O homem grunhiu algo em resposta, a expressão de escarnio dominando-lhe a face. Mariana sentiu um nó apertar-lhe a garganta. Desde a morte de seu pai, Augusto não fazia se quer a questão de trata-la com respeito. Era um homem rude, cínico e violento. 

- Pensei que o senhor tivesse negócios para resolver na cidade.

-Pensou errado.- ele respondeu ríspido. - Aliás, pensar não é realmente o seu forte...querida esposa.

- Porque me trata dessa maneira Augusto?

-E de que outra maneira eu deveria trata-la?

A jovem sinhá abafou um suspiro. Odiava aquele homem mais do que tudo, mas estava presa à ele e aquele maldito casamento e não tinha como fugir.

- Os escravos  vindos da capital chegaram a estancia... - Mariana fez uma breve pausa, tentando escolher as palavras certas - Açucena não estava entre eles... aconteceu algo pelo caminho Augusto? Onde ela está?

O homem irritado soltou um grunhido lançando o copo de licor na parede furioso. A sinhá recuou assustada, os olhos escuros marejados de lágrimas.

- Cale essa maldita boca mulher!- ele ordenou .

-Desculpe senhor meu marido...

-Saia da minha vista!

Mariana acatou a ordem sem pestanejar. tinha medo dos dias em que Augusto estava tomado pela raiva, e Açucena era um dos motivos que o faziam surtar daquela forma. Pobre Açucena, só de pensar no que a amiga havia passado nas mãos daquele homem seu coração doía. 

Sentia-se culpada por ter permitido que Augusto entrasse em suas vidas, e desde a morte de seu pai aquele inferno havia começado. 

Enquanto Mariana deixava o quarto com passos trêmulos, seu coração pesava com o fardo da culpa e do medo. Descer as escadas daquela casa imponente, que outrora fora seu lar feliz ao lado de seu pai, agora era como atravessar um campo minado.
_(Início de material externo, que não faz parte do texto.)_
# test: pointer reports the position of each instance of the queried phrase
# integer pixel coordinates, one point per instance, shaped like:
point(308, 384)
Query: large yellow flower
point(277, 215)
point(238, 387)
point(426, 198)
Ao chegar ao térreo, encontrou o silêncio sinistro que pairava na mansão. O mordomo, um homem idoso e resignado, desviou o olhar ao vê-la passar, como se não quisesse se envolver nos assuntos pessoais dos senhores. Mariana sentiu um arrepio percorrer sua espinha ao notar o temor refletido nos olhos do velho escravo. Deslizando pelos corredores sombrios, ela se dirigiu à sala de estar, onde a lareira crepitava em meio às sombras dançantes. A solidão era sua única companhia, enquanto o eco de seus pensamentos martelava em sua mente.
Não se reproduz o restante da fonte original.